Adaptive optics scanning light ophthalmoscopy imaging of 2 brothers with early STGD1 and their unaffected parents was compared with conventional imaging. Cone and rod spacing were increased in both patients (P < .001) with a dark cone appearance. No foveal cones were detected in the older brother. In the younger brother, foveal cones were enlarged with low density (peak cone density, 48.3 × 103 cones/mm2). The ratio of cone to rod spacing was increased in both patients, with greater divergence from normal approaching the foveal center, indicating that cone loss predominates centrally and rod loss increases peripherally. Both parents had normal photoreceptor mosaics. Genetic testing revealed 3 disease-causing mutations.
Conclusions and Relevance
This study provides in vivo images of rods and cones in STGD1. Although the primary clinical features of STGD1 are retinal pigment epithelial lesions, adaptive optics scanning light ophthalmoscopy reveals increased cone and rod spacing in areas that appear normal in conventional images, suggesting that photoreceptor loss precedes clinically detectable retinal pigment epithelial disease in STGD1.

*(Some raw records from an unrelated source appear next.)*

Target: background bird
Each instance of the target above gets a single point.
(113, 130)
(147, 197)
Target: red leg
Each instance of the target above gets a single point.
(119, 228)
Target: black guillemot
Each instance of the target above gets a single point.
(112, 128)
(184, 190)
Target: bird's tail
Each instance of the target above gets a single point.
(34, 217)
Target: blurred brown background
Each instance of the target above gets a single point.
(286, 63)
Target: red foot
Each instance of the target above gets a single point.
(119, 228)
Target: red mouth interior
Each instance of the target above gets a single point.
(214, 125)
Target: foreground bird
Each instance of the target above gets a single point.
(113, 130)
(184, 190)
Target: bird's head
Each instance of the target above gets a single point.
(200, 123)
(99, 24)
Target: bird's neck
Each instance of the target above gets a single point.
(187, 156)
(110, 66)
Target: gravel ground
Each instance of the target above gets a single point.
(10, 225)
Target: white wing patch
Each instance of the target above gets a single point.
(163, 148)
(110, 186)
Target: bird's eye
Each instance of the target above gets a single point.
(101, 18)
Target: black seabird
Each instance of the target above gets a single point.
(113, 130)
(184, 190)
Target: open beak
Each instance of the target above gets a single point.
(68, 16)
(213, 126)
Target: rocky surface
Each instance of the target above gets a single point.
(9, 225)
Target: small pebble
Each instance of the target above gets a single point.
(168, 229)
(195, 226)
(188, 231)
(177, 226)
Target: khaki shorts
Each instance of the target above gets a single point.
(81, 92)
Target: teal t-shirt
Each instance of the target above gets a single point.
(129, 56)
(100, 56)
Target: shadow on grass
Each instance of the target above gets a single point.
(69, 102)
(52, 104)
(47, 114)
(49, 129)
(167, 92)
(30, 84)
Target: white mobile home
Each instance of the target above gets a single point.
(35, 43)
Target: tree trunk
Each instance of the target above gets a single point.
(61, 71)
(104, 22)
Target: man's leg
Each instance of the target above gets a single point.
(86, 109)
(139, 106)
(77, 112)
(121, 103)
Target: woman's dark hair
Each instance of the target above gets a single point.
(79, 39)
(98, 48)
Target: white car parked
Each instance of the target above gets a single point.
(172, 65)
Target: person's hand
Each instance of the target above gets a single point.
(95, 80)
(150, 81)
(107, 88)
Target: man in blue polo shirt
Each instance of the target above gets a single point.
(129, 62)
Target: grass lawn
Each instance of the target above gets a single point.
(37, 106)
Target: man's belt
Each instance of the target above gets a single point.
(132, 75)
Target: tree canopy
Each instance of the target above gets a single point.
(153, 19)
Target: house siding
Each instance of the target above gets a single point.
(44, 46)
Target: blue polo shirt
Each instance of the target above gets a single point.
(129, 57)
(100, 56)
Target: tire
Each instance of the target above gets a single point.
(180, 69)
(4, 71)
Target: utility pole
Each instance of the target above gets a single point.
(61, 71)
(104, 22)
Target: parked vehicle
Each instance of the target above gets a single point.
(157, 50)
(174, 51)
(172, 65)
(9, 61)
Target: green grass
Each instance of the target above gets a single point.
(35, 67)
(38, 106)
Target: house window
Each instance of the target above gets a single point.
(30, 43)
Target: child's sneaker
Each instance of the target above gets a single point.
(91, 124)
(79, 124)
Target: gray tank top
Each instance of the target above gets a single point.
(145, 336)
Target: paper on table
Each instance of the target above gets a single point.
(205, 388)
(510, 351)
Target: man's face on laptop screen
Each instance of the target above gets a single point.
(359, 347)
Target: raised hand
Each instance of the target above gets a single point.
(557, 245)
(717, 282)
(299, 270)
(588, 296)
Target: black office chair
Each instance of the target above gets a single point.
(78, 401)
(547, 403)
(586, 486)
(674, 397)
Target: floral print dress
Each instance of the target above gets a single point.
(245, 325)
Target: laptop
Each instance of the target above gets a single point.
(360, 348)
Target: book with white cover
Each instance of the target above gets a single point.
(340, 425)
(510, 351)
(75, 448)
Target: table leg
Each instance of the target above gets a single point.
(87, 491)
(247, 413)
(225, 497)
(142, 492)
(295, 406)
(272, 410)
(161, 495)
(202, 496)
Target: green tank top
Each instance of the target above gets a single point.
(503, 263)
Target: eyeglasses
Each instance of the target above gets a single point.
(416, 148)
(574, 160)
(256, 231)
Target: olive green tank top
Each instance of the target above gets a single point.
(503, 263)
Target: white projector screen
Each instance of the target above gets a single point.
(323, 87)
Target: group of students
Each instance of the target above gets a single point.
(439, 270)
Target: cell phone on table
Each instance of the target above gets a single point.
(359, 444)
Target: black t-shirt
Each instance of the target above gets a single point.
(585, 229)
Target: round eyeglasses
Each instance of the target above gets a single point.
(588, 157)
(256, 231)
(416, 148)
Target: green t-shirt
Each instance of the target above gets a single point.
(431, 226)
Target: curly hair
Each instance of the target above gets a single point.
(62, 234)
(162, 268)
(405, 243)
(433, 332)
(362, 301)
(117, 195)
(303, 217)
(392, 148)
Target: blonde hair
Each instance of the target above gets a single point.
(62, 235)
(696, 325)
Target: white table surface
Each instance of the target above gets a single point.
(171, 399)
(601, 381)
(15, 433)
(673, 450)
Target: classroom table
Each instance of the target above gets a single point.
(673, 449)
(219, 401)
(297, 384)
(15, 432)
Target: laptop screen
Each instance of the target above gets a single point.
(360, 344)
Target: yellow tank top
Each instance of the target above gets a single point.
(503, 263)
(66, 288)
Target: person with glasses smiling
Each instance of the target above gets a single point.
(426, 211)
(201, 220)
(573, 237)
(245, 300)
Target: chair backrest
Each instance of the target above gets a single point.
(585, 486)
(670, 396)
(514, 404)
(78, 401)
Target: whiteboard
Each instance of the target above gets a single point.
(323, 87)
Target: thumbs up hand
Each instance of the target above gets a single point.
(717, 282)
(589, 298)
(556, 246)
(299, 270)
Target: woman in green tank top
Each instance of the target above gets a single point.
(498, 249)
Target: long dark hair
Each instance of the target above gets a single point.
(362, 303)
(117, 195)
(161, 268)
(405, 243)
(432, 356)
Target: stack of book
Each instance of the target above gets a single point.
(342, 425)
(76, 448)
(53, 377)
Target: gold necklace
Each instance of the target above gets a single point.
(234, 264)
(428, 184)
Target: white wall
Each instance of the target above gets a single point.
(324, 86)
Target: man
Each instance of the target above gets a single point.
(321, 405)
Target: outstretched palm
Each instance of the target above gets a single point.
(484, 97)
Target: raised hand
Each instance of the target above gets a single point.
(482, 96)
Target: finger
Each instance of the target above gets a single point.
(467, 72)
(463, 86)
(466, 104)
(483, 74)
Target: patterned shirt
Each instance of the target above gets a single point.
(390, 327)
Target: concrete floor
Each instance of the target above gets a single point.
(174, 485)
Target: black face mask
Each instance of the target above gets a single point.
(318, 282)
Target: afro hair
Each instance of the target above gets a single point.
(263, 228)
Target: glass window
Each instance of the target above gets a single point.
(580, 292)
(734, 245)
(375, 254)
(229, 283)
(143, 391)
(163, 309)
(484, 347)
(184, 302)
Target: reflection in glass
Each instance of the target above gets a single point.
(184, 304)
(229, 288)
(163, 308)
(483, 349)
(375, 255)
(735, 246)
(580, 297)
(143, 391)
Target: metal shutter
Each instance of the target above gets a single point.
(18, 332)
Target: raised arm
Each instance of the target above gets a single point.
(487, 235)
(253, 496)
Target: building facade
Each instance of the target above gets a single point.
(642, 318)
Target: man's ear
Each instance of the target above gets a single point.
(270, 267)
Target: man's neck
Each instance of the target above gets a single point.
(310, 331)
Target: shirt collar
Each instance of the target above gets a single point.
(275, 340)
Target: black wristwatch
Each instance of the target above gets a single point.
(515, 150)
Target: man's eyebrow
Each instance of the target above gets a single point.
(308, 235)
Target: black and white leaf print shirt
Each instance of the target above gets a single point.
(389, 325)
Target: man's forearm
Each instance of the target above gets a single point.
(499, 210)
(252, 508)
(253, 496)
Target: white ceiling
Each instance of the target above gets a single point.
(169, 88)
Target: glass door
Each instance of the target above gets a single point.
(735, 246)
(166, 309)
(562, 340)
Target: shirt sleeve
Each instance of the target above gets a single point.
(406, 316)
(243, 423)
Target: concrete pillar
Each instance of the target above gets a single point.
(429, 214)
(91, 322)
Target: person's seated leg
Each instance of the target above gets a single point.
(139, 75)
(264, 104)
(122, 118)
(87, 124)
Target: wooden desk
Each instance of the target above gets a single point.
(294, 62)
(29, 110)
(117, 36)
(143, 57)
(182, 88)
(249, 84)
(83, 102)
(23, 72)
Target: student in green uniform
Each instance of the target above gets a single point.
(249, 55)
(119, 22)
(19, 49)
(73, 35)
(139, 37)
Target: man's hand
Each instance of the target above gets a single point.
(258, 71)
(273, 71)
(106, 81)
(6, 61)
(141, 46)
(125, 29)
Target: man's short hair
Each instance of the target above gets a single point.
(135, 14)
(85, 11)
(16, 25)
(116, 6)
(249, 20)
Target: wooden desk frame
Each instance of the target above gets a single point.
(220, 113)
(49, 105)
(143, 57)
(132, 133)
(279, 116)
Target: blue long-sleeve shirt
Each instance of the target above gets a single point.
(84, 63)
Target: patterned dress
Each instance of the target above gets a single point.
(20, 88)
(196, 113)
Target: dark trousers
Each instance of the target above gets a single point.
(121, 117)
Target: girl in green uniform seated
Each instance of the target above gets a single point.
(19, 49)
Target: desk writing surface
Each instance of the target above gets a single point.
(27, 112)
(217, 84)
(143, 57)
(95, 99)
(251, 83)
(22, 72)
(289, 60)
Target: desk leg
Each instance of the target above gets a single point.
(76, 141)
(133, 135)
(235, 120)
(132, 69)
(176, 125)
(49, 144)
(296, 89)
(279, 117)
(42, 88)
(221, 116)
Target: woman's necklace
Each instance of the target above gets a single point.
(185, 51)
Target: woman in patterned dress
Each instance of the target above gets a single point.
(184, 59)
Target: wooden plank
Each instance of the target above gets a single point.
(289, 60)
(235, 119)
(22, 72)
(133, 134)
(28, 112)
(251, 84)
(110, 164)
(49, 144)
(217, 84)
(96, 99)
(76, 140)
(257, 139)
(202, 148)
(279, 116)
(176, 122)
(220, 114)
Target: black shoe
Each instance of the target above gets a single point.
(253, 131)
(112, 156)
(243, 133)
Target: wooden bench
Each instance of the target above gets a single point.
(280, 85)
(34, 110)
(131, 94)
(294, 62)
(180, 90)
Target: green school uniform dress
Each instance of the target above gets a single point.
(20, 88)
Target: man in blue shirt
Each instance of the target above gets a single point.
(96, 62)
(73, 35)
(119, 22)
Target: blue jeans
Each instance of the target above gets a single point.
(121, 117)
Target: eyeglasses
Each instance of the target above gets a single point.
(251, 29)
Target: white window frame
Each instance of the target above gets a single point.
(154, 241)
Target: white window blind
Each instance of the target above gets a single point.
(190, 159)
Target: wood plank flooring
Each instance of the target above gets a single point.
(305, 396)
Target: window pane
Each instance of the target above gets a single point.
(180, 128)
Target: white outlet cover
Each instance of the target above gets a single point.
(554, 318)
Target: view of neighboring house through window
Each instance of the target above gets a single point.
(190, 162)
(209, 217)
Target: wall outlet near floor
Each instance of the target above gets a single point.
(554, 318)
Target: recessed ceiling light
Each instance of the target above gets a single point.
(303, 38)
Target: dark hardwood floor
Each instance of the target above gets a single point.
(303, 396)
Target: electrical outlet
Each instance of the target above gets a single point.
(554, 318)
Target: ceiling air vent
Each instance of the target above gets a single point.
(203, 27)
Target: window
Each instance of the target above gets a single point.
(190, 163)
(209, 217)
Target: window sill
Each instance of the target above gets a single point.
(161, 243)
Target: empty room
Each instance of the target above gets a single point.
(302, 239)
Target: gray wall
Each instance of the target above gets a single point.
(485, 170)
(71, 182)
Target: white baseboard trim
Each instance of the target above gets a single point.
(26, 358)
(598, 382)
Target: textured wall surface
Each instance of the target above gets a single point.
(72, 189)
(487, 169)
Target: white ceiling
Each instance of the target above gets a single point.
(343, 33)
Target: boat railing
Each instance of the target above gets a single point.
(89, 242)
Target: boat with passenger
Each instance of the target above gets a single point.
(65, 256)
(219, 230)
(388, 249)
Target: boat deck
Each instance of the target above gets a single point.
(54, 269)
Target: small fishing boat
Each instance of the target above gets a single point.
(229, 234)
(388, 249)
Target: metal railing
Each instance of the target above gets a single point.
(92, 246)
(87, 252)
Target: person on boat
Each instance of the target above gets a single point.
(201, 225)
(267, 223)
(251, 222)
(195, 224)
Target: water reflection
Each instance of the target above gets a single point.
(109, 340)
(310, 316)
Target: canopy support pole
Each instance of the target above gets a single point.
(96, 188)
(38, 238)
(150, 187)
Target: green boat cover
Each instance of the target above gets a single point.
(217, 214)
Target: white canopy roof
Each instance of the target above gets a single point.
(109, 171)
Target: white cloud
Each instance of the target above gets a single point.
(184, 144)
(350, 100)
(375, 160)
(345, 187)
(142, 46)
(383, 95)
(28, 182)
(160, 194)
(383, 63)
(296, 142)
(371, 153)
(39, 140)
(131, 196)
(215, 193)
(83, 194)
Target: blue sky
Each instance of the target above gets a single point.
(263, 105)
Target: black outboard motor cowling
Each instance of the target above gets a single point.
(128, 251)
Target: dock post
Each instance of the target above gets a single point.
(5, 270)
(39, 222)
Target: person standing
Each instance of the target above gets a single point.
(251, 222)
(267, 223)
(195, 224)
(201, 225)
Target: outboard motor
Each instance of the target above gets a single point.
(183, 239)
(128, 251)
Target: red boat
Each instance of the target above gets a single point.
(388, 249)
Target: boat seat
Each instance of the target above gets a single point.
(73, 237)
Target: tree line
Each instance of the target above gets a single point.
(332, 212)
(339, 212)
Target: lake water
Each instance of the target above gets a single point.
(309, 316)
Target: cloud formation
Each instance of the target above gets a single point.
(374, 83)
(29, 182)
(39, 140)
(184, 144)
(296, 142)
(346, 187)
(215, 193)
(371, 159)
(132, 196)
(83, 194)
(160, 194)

Stargardt disease (STGD1) is characterized by macular atrophy and peripheral flecks in the retinal pigment epithelium (RPE). The causative gene, ABCA4 (OMIM 601691),1 encodes a protein localizing to photoreceptor outer segments2 that transports vitamin A byproducts across the disc membrane.3 Loss of ABCA4 function is associated with RPE lipofuscin accumulation4 and photoreceptor degeneration in mouse models. A pathogenic sequence of lipofuscin accumulation leading to RPE cell damage and then photoreceptor loss has been proposed.5
Mutations of ABCA4 are associated with a spectrum of phenotypes, including cone-rod dystrophy and retinitis pigmentosa.6 Several hundred sequence variations in ABCA4 have been identified.7,8 Assessment of the pathogenic contribution of disease-causing alleles has indicated the presence of non-ABCA4 modifying factors.9 Given the phenotypic variability of ABCA4-associated disease, predicting its spatial and temporal progression is critical for the development of potential therapies.10
Conventional imaging has been useful to characterize STGD1. Fundus autofluorescence (FAF) shows early diffuse lipofuscin accumulation, hyper-AF within flecks, and hypo-AF indicating RPE atrophy.11 Optical coherence tomography (OCT) shows thickening of the foveal external limiting membrane, suggesting early gliosis.12 These methods remain limited by the eye’s optical irregularities.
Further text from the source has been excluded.